À Florence on dit : il nostro Benvenuti, comme à Brescia il nostro Arrici ; ils mettent sur le mot nostro une certaine emphase contenue et pourtant bien comique, à peu près comme le Miroir parlant avec onction de la musique nationale, et de M. Monsigny le musicien de l’Europe.

Pour ne pas rire au nez de ces braves patriotes, il faut se rappeler que, par suite des dissensions du moyen âge, envenimées par la politique atroce des papes[1], chaque ville hait mortellement la cité voisine, et le nom des habitants de celle-ci passe toujours dans la première pour synonyme de quelque grossier défaut. Les papes ont su faire de ce beau pays la patrie de la haine.

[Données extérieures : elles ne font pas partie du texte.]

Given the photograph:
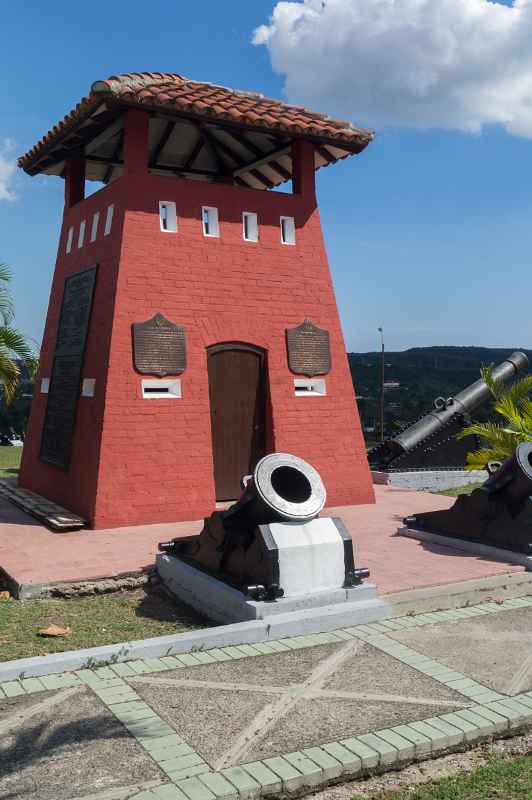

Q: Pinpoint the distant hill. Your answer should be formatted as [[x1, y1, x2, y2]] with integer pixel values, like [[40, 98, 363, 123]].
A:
[[347, 347, 532, 433]]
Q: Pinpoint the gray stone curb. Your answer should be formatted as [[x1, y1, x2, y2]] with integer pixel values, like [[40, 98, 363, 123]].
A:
[[397, 528, 532, 572], [0, 596, 532, 680]]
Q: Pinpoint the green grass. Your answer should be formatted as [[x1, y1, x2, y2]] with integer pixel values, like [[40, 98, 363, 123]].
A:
[[436, 483, 483, 497], [0, 446, 22, 478], [353, 755, 532, 800], [0, 589, 207, 661]]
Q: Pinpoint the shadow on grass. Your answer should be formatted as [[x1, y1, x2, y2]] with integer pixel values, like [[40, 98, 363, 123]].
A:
[[135, 587, 212, 628], [0, 717, 134, 788]]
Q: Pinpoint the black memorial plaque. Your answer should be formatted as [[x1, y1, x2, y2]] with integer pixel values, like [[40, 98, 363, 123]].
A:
[[132, 314, 187, 378], [286, 319, 331, 378], [40, 266, 97, 470]]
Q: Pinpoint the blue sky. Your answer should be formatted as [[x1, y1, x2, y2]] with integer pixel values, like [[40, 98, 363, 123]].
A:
[[0, 0, 532, 351]]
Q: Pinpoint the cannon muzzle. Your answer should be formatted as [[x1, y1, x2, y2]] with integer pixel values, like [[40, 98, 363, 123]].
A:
[[410, 442, 532, 555], [224, 453, 327, 529]]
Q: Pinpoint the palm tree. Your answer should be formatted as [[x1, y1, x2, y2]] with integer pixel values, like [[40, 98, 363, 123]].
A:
[[457, 367, 532, 470], [0, 264, 38, 406]]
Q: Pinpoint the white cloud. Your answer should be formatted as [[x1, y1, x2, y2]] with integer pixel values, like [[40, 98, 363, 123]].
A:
[[253, 0, 532, 138], [0, 139, 17, 200]]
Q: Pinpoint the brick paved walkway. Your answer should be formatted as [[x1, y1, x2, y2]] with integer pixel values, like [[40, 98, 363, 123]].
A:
[[0, 597, 532, 800], [0, 486, 523, 594]]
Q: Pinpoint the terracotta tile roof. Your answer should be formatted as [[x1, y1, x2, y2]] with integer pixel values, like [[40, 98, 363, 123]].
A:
[[18, 72, 374, 169]]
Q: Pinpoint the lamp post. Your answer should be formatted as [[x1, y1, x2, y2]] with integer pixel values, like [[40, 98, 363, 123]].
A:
[[377, 327, 384, 442]]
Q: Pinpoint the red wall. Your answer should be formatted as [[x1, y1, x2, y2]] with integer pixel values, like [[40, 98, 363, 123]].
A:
[[20, 142, 374, 528]]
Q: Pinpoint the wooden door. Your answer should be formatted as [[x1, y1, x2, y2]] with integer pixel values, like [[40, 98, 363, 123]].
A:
[[208, 344, 265, 500]]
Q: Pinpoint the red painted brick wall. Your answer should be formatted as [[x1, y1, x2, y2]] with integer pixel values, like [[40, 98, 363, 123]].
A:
[[20, 133, 374, 528]]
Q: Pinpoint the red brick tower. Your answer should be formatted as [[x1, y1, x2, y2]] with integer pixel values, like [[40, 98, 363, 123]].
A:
[[19, 73, 374, 528]]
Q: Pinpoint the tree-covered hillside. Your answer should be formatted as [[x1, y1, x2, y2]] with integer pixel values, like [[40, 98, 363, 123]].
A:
[[348, 347, 532, 434]]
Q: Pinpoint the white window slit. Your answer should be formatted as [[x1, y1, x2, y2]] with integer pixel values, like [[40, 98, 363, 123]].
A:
[[103, 204, 115, 236], [242, 211, 259, 242], [78, 219, 85, 250], [201, 206, 220, 236], [159, 200, 177, 233], [281, 217, 296, 244], [66, 225, 74, 253]]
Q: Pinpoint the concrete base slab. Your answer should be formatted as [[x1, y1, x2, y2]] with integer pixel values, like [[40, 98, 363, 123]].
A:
[[398, 528, 532, 572], [156, 553, 390, 636], [371, 469, 487, 492]]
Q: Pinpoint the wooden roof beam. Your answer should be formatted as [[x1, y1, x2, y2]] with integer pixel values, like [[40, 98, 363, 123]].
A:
[[148, 120, 177, 168]]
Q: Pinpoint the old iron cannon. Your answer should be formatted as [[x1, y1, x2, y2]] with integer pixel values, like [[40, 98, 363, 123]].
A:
[[159, 453, 369, 600], [368, 351, 528, 471], [404, 442, 532, 555]]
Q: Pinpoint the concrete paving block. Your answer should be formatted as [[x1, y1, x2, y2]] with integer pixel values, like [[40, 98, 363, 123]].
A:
[[96, 686, 139, 706], [441, 712, 479, 742], [516, 692, 532, 709], [268, 639, 290, 653], [149, 742, 195, 764], [73, 662, 124, 689], [221, 767, 260, 800], [151, 783, 188, 800], [377, 728, 416, 762], [392, 725, 432, 757], [168, 762, 211, 784], [142, 658, 168, 672], [242, 761, 282, 796], [425, 717, 465, 749], [115, 706, 159, 725], [468, 705, 508, 733], [335, 629, 355, 641], [321, 742, 362, 776], [130, 717, 173, 740], [207, 647, 234, 661], [283, 751, 323, 787], [39, 672, 81, 689], [409, 720, 447, 752], [20, 678, 46, 694], [157, 752, 205, 775], [488, 697, 532, 725], [340, 736, 380, 770], [470, 689, 504, 705], [128, 658, 158, 675], [109, 695, 154, 715], [301, 747, 343, 781], [93, 666, 115, 680], [221, 645, 246, 660], [251, 642, 278, 661], [199, 772, 238, 800], [358, 733, 398, 766], [0, 681, 26, 697], [263, 756, 307, 792], [143, 731, 183, 752], [178, 778, 216, 800], [159, 656, 183, 669]]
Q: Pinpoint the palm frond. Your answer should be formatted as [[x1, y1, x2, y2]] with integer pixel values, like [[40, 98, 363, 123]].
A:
[[0, 263, 15, 325], [466, 447, 508, 470]]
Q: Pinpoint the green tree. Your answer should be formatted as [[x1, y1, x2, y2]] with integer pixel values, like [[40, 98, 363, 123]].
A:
[[457, 367, 532, 470], [0, 264, 38, 406]]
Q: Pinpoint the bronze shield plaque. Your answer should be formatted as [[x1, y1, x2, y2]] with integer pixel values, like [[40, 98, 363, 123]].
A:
[[286, 319, 331, 378], [133, 314, 187, 378]]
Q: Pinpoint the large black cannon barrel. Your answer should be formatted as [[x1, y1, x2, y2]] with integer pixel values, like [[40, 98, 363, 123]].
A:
[[404, 442, 532, 555], [392, 351, 528, 452]]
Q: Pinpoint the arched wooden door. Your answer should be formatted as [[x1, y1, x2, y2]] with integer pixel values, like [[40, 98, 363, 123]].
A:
[[208, 344, 265, 500]]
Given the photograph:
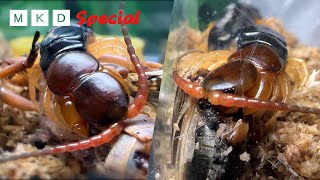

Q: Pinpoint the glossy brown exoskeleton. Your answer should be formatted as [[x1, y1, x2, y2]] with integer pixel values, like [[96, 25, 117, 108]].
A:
[[0, 20, 148, 162], [173, 26, 320, 144]]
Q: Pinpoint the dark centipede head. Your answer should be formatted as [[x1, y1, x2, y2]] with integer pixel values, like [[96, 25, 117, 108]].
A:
[[238, 25, 288, 64], [208, 3, 261, 50], [40, 24, 94, 75]]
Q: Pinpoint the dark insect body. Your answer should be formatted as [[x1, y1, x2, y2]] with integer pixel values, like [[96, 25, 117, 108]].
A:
[[208, 3, 261, 50], [0, 13, 148, 162], [173, 26, 320, 144]]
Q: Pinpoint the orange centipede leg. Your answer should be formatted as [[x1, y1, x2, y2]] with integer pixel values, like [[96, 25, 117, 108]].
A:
[[0, 31, 40, 111], [208, 91, 320, 114], [121, 24, 148, 118], [172, 70, 204, 99], [0, 123, 123, 163], [0, 87, 36, 111]]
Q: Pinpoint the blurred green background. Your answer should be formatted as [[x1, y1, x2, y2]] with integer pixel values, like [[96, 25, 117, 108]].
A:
[[0, 0, 173, 61]]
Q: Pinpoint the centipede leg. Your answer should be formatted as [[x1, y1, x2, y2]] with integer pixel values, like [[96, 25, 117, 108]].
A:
[[0, 31, 40, 79], [207, 91, 320, 114], [0, 87, 36, 111], [172, 70, 204, 98], [121, 21, 148, 118], [0, 123, 123, 163]]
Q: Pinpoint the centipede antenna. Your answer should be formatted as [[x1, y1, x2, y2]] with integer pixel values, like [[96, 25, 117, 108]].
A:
[[120, 4, 148, 118], [32, 31, 40, 49]]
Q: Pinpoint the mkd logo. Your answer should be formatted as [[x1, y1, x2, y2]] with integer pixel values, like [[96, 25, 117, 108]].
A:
[[10, 10, 70, 26]]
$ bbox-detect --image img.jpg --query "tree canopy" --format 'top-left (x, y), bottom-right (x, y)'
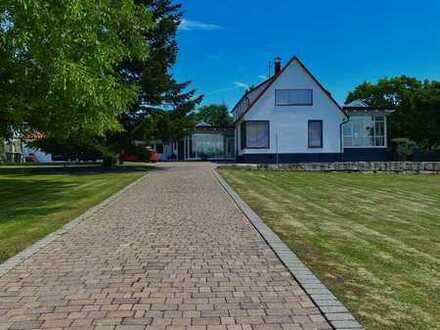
top-left (0, 0), bottom-right (153, 138)
top-left (346, 76), bottom-right (440, 150)
top-left (196, 104), bottom-right (234, 127)
top-left (10, 0), bottom-right (202, 162)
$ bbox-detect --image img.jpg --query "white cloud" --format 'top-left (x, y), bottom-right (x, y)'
top-left (204, 81), bottom-right (249, 96)
top-left (179, 19), bottom-right (223, 31)
top-left (234, 81), bottom-right (249, 89)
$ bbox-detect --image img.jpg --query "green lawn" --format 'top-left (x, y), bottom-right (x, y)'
top-left (0, 165), bottom-right (147, 263)
top-left (220, 168), bottom-right (440, 329)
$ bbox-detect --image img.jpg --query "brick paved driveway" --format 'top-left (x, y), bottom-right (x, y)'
top-left (0, 163), bottom-right (330, 330)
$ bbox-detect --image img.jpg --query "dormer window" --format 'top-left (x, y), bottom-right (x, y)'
top-left (275, 89), bottom-right (313, 106)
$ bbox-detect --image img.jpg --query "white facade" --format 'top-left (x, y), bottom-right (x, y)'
top-left (234, 58), bottom-right (347, 155)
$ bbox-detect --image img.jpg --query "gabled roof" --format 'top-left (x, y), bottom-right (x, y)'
top-left (234, 56), bottom-right (348, 122)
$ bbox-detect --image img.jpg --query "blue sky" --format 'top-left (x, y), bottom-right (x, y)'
top-left (174, 0), bottom-right (440, 107)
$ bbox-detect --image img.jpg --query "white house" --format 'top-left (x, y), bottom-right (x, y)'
top-left (233, 57), bottom-right (390, 163)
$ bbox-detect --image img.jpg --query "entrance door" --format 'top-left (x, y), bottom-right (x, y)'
top-left (177, 140), bottom-right (185, 160)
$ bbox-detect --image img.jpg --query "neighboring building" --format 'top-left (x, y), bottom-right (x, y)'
top-left (0, 133), bottom-right (52, 163)
top-left (151, 122), bottom-right (235, 161)
top-left (233, 57), bottom-right (390, 163)
top-left (0, 138), bottom-right (24, 163)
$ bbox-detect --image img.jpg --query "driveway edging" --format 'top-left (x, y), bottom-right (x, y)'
top-left (0, 172), bottom-right (149, 278)
top-left (213, 169), bottom-right (364, 330)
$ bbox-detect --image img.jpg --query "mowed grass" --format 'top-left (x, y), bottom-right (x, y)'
top-left (0, 166), bottom-right (147, 263)
top-left (220, 169), bottom-right (440, 329)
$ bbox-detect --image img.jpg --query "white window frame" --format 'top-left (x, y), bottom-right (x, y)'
top-left (341, 114), bottom-right (388, 149)
top-left (275, 88), bottom-right (313, 107)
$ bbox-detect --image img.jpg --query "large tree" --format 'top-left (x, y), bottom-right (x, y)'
top-left (196, 104), bottom-right (234, 127)
top-left (346, 76), bottom-right (440, 149)
top-left (0, 0), bottom-right (152, 139)
top-left (29, 0), bottom-right (202, 164)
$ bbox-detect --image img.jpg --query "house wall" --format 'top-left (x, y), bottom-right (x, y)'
top-left (236, 61), bottom-right (344, 161)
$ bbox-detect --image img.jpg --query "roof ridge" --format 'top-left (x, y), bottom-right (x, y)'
top-left (234, 55), bottom-right (348, 122)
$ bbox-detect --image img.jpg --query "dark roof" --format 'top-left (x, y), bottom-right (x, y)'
top-left (234, 56), bottom-right (347, 122)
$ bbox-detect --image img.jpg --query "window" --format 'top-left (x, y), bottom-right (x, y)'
top-left (154, 143), bottom-right (163, 154)
top-left (343, 116), bottom-right (385, 147)
top-left (309, 120), bottom-right (322, 148)
top-left (241, 120), bottom-right (269, 149)
top-left (275, 89), bottom-right (313, 105)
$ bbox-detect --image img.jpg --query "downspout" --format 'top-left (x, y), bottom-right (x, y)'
top-left (339, 115), bottom-right (350, 162)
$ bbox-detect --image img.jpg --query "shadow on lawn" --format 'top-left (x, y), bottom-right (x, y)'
top-left (0, 164), bottom-right (160, 177)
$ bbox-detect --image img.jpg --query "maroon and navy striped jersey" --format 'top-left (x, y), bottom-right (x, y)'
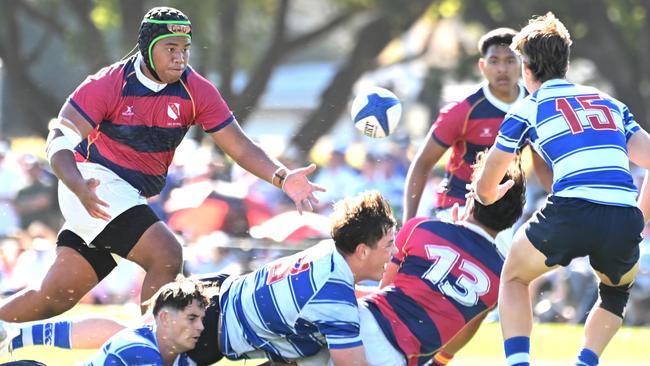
top-left (68, 56), bottom-right (235, 197)
top-left (362, 218), bottom-right (503, 365)
top-left (429, 85), bottom-right (528, 209)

Ce patriotisme d’antichambre est la grande plaie morale de l’Italie, typhus délétère qui aura encore des effets funestes longtemps après qu’elle aura secoué le joug de ses petits p… ridicules. Une des formes de ce patriotisme est la haine inexorable pour tout ce qui est étranger. Ainsi ils trouvent les Allemands bêtes, et se mettent en colère quand on leur dit ; « Qu’a produit l’Italie dans le XVIIIe siècle, d’égal à Catherine II ou à Frédéric le Grand ? Où avez-vous

  1. Voir l’excellente et curieuse Histoire de l’Église, par M. de Potter.